How to Shore Up Privacy and Security Controls to Deter Bad Actors

Compliance with both enforced regulations and voluntary recommendations is critical for entities and providers within the healthcare industry—both to maintain data integrity, confidentiality, and availability as well as to protect against severe enforcement actions should an attack be successful. From what has been learned from the Change Healthcare breach to date, suggested controls include:

  • Identifying and even contracting with a vetted backup clearinghouse (i.e., intermediary) to engage in the event the primary clearinghouse is compromised or down;
  • Regularly reviewing and, where appropriate, implementing authoritative industry recommendations such as those published by the HHS, AHA, and CISA;
  • Using agency-created resources, such as the HHS Security Risk Assessment Tool or NIST HIPAA Security Rule Toolkit, to ensure compliance with the HIPAA Security Rule;
  • Implementing HHS’s voluntary healthcare-specific Cybersecurity Performance Goals in internal cybersecurity policies and practices;
  • Regularly assessing the cybersecurity practices of vendors and partners, particularly those handling sensitive health data, to ensure they meet required security standards and current best practices;
  • Updating and testing disaster recovery and business continuity plans to harden policies and procedures for key IT systems, including its internal Active Directory, and third parties in the event of a cyberattack; and
  • Staying informed of the tactics used by specific threat groups targeting the healthcare sector, such as the ALPHV Blackcat ransomware group.

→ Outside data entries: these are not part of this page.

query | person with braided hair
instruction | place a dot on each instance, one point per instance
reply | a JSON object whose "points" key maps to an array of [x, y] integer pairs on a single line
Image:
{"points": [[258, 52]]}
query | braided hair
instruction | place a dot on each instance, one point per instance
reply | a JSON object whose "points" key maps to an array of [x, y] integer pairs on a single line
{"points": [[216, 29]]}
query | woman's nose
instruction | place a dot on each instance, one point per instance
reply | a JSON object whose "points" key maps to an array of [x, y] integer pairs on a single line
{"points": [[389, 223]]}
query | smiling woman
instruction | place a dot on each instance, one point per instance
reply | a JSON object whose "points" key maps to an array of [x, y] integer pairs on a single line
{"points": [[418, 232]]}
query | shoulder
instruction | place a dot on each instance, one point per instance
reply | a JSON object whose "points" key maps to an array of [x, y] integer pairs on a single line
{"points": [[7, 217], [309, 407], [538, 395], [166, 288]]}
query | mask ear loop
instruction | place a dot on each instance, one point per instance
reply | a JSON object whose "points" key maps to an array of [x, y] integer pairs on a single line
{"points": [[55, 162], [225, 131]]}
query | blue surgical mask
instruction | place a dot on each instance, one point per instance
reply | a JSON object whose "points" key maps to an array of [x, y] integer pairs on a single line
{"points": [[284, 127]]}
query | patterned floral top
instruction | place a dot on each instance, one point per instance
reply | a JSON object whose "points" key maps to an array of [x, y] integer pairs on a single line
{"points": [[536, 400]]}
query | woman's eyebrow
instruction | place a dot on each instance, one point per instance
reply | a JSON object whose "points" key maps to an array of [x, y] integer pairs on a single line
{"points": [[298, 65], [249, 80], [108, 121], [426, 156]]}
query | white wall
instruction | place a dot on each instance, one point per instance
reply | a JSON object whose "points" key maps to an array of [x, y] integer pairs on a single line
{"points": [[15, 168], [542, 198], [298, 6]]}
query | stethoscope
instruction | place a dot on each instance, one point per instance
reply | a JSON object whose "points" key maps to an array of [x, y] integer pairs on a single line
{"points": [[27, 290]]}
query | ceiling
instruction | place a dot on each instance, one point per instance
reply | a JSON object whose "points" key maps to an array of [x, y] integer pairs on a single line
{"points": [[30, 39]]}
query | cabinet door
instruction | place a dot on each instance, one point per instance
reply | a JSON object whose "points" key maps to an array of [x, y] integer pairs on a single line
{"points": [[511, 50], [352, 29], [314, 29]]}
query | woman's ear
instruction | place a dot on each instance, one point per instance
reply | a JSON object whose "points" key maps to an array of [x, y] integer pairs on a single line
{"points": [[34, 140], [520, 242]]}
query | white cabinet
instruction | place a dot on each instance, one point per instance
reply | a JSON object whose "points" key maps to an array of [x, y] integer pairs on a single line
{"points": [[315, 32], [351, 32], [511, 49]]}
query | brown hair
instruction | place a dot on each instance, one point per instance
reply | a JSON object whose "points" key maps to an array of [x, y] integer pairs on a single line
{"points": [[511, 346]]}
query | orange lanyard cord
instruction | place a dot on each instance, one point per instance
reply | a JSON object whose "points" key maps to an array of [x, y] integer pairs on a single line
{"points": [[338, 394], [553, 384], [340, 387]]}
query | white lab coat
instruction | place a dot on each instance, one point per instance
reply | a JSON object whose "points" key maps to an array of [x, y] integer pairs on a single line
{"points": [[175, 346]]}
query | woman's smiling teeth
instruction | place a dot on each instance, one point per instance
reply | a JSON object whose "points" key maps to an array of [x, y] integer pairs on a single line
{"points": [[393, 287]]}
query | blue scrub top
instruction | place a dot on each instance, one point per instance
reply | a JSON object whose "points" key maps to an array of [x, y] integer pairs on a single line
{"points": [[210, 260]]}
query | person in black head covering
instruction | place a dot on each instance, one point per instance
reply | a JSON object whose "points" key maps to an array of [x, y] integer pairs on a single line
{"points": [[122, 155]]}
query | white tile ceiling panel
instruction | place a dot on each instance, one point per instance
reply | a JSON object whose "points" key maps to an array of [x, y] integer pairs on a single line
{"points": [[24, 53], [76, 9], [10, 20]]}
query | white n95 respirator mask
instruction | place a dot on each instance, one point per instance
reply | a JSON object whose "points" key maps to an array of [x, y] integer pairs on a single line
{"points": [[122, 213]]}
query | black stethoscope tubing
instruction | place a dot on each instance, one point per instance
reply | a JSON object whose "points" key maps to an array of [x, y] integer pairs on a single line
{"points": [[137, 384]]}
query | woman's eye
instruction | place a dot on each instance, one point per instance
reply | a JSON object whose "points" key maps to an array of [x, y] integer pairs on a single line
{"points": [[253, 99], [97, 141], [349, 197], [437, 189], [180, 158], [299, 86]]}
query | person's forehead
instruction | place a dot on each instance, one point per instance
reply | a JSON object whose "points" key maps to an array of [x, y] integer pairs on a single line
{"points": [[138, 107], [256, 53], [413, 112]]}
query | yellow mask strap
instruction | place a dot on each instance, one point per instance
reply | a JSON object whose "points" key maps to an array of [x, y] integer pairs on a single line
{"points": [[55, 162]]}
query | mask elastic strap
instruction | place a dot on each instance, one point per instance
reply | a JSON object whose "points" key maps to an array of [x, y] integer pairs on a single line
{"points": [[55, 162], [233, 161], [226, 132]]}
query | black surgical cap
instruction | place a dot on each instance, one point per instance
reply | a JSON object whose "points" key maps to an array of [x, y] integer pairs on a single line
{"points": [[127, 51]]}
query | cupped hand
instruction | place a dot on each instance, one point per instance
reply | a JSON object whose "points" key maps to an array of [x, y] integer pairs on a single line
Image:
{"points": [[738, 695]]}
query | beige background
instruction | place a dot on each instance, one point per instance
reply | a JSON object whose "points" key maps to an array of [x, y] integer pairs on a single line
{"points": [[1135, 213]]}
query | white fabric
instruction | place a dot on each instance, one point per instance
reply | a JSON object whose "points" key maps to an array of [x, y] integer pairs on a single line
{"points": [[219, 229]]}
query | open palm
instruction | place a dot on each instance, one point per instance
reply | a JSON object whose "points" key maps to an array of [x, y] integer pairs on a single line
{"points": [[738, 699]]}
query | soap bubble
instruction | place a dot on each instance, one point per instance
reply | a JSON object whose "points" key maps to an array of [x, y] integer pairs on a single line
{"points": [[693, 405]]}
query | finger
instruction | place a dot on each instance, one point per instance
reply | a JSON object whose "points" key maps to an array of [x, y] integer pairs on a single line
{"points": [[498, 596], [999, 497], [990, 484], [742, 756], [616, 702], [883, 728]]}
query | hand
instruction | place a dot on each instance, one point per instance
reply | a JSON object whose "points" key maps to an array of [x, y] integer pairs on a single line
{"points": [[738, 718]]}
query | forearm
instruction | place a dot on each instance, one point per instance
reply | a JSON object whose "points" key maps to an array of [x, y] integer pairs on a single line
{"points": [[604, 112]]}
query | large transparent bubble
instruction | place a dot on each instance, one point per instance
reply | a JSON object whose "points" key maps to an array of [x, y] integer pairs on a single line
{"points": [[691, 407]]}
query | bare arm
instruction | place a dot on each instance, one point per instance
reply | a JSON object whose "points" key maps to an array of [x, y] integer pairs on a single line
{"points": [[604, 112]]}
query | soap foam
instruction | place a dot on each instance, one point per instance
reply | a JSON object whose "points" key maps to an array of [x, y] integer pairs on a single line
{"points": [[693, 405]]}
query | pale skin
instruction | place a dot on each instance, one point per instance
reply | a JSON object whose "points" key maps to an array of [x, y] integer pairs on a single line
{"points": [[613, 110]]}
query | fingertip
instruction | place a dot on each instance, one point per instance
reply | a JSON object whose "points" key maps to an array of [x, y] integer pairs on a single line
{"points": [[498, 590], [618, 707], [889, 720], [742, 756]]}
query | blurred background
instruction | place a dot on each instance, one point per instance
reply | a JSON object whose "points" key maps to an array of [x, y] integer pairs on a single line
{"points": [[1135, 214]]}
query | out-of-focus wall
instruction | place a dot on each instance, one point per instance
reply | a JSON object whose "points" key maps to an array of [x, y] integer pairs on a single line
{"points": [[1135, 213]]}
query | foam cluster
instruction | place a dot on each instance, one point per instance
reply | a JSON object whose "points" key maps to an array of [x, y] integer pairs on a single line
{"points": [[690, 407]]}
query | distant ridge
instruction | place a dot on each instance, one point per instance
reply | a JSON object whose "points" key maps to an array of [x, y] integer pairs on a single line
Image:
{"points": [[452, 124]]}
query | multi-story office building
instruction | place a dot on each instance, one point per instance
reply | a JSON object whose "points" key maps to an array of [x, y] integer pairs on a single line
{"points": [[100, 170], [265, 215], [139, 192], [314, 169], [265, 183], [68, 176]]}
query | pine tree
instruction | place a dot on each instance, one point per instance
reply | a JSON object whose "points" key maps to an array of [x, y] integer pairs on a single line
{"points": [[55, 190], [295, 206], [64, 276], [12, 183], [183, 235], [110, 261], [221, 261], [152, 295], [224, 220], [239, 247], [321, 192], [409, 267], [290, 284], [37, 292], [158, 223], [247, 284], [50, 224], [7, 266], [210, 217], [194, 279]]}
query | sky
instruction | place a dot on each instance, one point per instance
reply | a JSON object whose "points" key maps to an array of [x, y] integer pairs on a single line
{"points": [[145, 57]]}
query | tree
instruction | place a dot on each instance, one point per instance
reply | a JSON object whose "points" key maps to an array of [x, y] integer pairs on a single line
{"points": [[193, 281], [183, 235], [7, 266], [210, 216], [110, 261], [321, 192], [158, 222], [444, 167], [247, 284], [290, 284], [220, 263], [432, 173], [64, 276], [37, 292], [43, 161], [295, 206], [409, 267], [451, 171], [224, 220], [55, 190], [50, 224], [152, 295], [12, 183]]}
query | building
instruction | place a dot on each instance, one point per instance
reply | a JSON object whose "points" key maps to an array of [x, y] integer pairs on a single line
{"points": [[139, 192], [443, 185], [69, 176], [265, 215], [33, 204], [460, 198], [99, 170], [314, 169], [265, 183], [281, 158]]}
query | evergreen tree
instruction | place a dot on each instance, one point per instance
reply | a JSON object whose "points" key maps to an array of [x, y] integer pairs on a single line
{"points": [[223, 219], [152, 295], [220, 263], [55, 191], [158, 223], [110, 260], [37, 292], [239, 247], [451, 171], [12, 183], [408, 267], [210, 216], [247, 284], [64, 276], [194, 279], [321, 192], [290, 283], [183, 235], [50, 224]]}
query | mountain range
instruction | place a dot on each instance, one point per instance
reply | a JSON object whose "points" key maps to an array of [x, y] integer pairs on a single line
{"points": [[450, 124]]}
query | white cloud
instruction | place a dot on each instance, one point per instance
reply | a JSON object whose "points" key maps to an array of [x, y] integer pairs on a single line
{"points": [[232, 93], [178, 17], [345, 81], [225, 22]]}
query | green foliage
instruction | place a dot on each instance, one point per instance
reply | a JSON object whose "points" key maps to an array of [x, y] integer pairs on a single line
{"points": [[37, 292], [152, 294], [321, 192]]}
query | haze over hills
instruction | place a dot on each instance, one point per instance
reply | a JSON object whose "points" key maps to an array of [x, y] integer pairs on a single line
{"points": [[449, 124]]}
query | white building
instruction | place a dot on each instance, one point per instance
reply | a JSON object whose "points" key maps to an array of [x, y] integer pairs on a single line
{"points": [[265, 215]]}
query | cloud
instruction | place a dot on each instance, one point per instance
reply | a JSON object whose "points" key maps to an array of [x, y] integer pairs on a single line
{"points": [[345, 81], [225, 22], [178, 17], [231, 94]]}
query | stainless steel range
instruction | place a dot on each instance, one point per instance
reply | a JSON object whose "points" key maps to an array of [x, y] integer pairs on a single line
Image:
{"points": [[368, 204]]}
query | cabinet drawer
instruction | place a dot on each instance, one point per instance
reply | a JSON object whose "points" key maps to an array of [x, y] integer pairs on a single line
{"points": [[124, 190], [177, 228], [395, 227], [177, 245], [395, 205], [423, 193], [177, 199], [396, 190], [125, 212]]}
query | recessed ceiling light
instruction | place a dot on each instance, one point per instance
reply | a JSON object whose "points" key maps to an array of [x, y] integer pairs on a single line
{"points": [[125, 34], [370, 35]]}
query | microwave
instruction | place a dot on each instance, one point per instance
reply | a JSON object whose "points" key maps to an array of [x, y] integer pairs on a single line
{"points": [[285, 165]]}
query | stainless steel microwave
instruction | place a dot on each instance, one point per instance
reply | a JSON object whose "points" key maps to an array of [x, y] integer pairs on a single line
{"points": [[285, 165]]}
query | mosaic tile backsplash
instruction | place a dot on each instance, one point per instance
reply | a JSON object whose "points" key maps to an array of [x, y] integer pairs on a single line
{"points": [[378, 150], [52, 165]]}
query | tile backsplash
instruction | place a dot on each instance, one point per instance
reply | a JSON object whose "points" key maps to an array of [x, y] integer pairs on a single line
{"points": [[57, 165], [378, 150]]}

HIPAA Compliance Recommendations

HIPAA compliance requires adherence to its many rules including the HIPAA Security Rule, which establishes standards to protect electronic personal health information (PHI) created, received, used, or maintained by a covered entity and its business associates. The Security Rule requires certain risk assessments be conducted to confirm access to PHI is appropriately restricted and unauthorized disclosure, alteration, and destruction is prevented.

Further, the Security Rule requires covered entities and their business associates to “[i]implement policies and procedures to prevent, detect, contain, and correct security violations” (45 C.F.R. § 164.308(a)(1)). Among other specific requirements, this required security risk management process calls for a risk analysis and an information system activity review incorporating an assessment of the reasonably anticipated risks and vulnerabilities to the confidentiality, integrity, and availability of PHI held by the entity. As part of his May 1 Congressional testimony, Witty acknowledged the hackers accessed the Change Healthcare network through compromised credentials used to access a company server that lacked multi-factor authentication—an absent control overlooked by the company’s security auditors.

As security vulnerabilities evolve as bad actors’ skills and capabilities improve, to remain compliant and appropriately safeguard e-PHI, HIPAA covered entities and their business associates must ensure their existing security risk management procedures require the regular effectiveness and coverage assessments of security controls implemented by both the covered entity and their business associates.